Prove that: (secθ+tanθ-1)/(tanθ-secθ+1)= cosθ/(1-sinθ)
KINDLY ANSWER ACCORDING TO CLASS 10 MATHS

Answer 1

TO PROVE THAT :-

$\sf \dfrac{sec\theta+tan\theta- 1}{tan\theta-sec\theta+1}= \dfrac{cos\theta}{1-sin\theta}$

SOLUTION :-

$\sf L.H.S = \dfrac{sec\theta+tan\theta-1}{tan\theta-sec\theta+1}$

         $= \sf \dfrac{sec\theta+tan\theta-(sec^2\theta-tan^2\theta)}{tan\theta-sec\theta+1} \ \ \ \ \ \ \ \ \ \ \ \ \ \ \ \ \ \ \ \ \ \ \ \ \ \ \ [ \ sec^2\theta-tan^2\theta= 1 \ ]\\\\= \dfrac{sec\theta+tan\theta-(sec\theta+tan\theta)\times (sec\theta-tan\theta)}{tan\theta-sec\theta+1}$

Take $\sf sec\theta+tan\theta$ as common,

        $= \sf \dfrac{sec\theta+tan\theta \ [1-(sec\theta-tan\that)]}{tan\theta- sec\theta+1}\\\\= \dfrac{sec\theta+tan\theta \ (1-sec\theta+tan\theta)}{tan\theta-sec\theta+1}\\\\= \dfrac{sec\theta+tan\theta \ (tan\theta- sec\theta+1)}{tan\theta-sec\theta+1} \\\\= sec\theta+tan\theta\\\\= \dfrac{1}{cos\theta}+\dfrac{sin \theta}{cos\theta}\\\\= \dfrac{1+sin\theta}{cos\theta}$

Multiplying both numerator and denominator by $\sf ( 1-sin\theta)$ .

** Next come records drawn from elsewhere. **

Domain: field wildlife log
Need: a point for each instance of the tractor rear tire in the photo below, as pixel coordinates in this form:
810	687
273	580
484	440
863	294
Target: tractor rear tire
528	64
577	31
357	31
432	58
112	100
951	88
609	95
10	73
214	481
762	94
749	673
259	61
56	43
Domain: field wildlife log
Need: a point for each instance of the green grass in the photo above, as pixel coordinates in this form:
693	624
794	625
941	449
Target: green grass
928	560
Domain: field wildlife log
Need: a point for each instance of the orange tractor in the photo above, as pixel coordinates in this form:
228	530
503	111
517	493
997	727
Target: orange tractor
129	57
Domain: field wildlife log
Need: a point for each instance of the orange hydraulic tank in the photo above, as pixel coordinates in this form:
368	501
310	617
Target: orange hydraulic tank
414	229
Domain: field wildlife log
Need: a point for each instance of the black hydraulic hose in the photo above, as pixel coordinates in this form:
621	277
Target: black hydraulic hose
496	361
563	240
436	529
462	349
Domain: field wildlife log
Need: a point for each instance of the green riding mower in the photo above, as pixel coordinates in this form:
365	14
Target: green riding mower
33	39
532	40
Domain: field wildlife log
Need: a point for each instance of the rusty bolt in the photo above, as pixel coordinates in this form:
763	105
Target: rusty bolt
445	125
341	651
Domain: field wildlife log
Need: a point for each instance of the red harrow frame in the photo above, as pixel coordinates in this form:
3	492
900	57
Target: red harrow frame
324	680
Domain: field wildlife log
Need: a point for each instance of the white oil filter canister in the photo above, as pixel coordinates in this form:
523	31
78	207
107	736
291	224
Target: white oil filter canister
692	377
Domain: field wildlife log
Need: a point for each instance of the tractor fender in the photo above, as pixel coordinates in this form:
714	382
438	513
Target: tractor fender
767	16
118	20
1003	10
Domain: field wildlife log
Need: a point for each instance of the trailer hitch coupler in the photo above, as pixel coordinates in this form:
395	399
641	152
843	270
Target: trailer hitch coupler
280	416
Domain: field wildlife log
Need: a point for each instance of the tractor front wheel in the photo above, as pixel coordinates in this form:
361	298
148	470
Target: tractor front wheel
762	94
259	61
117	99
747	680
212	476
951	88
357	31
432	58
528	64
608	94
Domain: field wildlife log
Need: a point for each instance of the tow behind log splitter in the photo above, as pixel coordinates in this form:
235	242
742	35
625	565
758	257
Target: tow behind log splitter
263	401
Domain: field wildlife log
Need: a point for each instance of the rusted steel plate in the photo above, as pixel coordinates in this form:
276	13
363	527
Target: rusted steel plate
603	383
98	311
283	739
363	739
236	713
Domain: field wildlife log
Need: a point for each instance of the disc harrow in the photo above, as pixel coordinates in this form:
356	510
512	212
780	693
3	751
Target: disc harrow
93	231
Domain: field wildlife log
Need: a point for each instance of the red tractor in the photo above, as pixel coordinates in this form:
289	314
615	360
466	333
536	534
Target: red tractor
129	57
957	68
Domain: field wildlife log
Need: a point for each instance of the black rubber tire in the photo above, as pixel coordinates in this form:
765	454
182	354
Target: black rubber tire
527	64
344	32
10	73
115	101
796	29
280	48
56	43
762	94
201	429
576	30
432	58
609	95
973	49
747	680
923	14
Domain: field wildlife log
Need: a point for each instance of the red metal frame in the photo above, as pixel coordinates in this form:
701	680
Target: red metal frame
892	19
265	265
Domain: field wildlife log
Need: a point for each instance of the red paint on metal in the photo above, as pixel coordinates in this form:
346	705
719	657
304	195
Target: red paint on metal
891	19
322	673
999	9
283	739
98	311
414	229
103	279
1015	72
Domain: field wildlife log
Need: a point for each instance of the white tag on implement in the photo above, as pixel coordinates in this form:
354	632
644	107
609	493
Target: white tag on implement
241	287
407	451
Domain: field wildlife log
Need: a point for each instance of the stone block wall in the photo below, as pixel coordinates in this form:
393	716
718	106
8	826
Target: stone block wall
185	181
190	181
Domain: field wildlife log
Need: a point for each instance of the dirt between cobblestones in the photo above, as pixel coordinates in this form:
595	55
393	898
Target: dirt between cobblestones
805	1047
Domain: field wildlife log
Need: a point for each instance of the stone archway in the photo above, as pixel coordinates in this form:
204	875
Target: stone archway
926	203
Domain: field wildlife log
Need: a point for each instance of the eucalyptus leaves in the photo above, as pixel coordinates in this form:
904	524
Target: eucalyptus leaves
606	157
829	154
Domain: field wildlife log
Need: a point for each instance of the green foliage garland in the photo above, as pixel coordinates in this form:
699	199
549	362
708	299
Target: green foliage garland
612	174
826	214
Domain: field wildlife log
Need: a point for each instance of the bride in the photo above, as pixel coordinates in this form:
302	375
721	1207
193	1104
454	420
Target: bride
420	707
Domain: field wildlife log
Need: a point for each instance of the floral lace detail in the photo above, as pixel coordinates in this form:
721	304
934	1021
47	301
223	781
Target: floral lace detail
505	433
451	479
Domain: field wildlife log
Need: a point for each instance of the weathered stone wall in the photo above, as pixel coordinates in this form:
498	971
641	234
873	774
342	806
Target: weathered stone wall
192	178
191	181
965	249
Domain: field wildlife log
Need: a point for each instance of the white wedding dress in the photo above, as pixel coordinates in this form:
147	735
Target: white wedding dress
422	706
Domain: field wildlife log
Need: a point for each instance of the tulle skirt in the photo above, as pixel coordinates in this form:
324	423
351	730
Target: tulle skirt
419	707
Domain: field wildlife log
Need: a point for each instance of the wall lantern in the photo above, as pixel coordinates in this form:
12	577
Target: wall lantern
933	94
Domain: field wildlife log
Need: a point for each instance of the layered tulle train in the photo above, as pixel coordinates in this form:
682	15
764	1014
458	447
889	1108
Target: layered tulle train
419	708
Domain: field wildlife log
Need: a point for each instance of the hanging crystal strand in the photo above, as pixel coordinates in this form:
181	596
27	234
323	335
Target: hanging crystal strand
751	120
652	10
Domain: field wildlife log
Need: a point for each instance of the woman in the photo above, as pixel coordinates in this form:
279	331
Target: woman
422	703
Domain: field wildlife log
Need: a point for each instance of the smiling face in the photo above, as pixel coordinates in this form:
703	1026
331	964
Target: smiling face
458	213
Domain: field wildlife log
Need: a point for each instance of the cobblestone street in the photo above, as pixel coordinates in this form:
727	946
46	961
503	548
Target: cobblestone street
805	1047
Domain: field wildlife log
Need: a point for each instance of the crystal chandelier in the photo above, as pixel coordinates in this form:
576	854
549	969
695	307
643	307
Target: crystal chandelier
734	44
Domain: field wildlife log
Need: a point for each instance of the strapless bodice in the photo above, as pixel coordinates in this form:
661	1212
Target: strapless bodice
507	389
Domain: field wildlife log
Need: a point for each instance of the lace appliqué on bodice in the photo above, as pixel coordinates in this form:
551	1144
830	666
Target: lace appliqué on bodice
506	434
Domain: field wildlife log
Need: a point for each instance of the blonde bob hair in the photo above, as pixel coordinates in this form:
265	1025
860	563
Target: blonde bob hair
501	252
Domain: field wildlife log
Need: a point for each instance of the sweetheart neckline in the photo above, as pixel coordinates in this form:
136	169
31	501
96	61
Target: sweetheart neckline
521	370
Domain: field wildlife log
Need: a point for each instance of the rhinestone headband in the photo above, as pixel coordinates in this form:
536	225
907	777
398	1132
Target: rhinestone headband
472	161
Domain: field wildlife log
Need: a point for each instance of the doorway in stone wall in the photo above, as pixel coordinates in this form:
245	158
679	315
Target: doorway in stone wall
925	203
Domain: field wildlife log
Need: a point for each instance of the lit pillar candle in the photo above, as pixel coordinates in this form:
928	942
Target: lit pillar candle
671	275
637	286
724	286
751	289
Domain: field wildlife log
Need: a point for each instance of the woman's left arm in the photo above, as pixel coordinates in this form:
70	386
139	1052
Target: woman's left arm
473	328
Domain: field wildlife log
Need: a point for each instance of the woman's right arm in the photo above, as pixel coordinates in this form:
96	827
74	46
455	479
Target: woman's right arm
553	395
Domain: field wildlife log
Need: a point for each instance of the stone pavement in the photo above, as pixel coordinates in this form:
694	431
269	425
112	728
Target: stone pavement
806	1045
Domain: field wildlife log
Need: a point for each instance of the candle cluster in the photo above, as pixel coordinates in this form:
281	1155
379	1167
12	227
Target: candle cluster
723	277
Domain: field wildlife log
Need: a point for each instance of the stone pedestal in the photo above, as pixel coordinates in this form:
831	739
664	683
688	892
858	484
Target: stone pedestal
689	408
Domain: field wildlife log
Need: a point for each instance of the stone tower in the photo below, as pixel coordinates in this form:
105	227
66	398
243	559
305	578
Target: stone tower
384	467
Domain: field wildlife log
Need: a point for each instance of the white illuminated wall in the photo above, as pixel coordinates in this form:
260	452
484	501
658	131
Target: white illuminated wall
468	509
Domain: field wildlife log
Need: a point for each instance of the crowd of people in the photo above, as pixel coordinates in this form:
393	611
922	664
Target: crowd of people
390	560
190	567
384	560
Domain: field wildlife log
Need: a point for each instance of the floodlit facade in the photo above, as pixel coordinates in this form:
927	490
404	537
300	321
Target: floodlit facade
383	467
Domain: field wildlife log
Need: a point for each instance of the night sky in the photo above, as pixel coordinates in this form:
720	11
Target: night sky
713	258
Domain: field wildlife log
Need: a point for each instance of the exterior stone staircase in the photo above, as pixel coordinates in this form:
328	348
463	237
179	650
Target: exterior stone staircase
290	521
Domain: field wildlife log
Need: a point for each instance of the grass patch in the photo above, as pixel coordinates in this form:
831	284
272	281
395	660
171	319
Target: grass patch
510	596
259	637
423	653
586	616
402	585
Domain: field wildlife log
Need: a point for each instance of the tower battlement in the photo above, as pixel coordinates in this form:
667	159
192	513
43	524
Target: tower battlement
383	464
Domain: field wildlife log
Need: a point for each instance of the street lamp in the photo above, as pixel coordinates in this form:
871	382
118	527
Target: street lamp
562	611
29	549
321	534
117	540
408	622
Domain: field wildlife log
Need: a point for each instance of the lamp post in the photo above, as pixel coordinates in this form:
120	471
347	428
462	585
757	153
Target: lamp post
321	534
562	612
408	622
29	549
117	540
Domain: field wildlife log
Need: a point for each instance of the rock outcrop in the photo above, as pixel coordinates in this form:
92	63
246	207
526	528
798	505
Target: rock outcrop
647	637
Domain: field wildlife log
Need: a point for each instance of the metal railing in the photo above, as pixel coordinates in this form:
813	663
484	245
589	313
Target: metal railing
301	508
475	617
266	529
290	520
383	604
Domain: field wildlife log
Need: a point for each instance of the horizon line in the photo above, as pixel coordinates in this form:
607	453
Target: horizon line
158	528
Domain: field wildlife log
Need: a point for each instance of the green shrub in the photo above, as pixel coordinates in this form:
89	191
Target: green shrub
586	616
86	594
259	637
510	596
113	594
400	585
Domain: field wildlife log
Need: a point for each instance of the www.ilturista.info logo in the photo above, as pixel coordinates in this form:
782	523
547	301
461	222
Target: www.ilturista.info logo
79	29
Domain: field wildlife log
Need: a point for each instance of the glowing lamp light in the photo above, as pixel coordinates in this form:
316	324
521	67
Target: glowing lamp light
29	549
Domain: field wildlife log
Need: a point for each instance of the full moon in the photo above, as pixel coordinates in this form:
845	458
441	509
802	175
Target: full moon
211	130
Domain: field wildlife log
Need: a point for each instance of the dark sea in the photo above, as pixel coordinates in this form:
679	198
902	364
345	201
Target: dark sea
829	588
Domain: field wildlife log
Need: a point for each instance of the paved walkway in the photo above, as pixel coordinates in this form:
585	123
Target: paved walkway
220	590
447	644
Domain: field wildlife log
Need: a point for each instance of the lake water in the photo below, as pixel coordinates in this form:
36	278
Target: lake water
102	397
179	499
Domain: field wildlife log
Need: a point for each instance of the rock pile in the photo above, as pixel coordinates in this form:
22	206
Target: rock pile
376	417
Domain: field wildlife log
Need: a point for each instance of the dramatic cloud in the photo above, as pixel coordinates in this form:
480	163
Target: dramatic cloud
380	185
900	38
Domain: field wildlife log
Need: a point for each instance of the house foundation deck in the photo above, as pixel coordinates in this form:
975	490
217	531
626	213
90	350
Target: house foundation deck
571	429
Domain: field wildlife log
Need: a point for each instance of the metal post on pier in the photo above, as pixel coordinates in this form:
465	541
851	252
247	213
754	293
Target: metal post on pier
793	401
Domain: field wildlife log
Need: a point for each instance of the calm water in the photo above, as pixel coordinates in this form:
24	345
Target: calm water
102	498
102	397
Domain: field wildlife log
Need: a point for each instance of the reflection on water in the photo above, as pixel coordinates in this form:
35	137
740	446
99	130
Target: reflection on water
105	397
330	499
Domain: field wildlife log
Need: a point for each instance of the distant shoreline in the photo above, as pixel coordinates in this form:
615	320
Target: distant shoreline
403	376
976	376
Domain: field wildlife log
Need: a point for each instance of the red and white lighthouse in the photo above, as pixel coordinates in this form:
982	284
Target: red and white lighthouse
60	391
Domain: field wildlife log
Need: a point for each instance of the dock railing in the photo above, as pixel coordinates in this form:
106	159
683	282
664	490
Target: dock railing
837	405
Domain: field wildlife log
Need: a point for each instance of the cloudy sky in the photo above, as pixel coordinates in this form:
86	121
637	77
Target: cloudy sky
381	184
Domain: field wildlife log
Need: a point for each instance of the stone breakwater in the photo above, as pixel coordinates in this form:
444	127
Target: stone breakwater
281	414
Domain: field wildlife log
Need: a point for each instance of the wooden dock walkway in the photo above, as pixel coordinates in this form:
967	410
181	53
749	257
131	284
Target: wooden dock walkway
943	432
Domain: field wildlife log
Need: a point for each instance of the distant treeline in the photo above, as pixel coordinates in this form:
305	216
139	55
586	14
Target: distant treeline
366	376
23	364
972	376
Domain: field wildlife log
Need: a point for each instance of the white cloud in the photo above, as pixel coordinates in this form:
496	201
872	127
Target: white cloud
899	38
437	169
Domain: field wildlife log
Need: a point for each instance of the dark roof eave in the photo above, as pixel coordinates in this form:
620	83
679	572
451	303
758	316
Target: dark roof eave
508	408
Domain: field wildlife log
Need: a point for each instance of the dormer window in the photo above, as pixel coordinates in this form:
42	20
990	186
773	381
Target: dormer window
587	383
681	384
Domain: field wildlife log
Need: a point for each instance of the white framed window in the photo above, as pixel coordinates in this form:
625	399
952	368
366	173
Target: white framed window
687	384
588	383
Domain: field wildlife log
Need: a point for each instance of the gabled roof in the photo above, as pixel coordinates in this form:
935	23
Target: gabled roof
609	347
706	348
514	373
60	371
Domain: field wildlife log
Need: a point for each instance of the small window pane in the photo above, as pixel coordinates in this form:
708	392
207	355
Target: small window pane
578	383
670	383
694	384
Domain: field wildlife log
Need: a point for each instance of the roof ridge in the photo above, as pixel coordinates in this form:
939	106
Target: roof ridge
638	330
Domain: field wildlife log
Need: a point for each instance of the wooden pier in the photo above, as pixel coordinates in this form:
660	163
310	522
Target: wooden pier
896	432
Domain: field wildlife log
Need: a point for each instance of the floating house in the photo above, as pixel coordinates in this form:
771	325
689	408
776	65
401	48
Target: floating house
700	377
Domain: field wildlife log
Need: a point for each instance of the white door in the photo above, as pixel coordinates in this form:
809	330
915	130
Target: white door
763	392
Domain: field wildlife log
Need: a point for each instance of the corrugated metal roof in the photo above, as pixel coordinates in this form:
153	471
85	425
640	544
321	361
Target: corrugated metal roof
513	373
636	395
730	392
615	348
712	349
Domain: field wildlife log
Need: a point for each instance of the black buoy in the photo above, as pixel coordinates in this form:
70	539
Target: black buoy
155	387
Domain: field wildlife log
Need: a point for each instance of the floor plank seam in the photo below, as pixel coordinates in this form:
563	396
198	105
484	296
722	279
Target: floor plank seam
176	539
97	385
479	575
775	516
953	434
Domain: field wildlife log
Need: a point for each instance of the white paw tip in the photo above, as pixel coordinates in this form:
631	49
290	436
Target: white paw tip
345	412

        $= \sf \dfrac{(1+sin^2\theta)(1-sin\theta)}{cos\theta(1-sin\theta)}\\\\= \dfrac{1-sin^2\theta}{cos\theta(1-sin\theta)}\\\\= \dfrac{cos^2\theta}{\cos\theta(1-sin\theta)}\\\\= \dfrac{cos\theta}{1-sin\theta} \\\\= R.H.S$

Hence proved.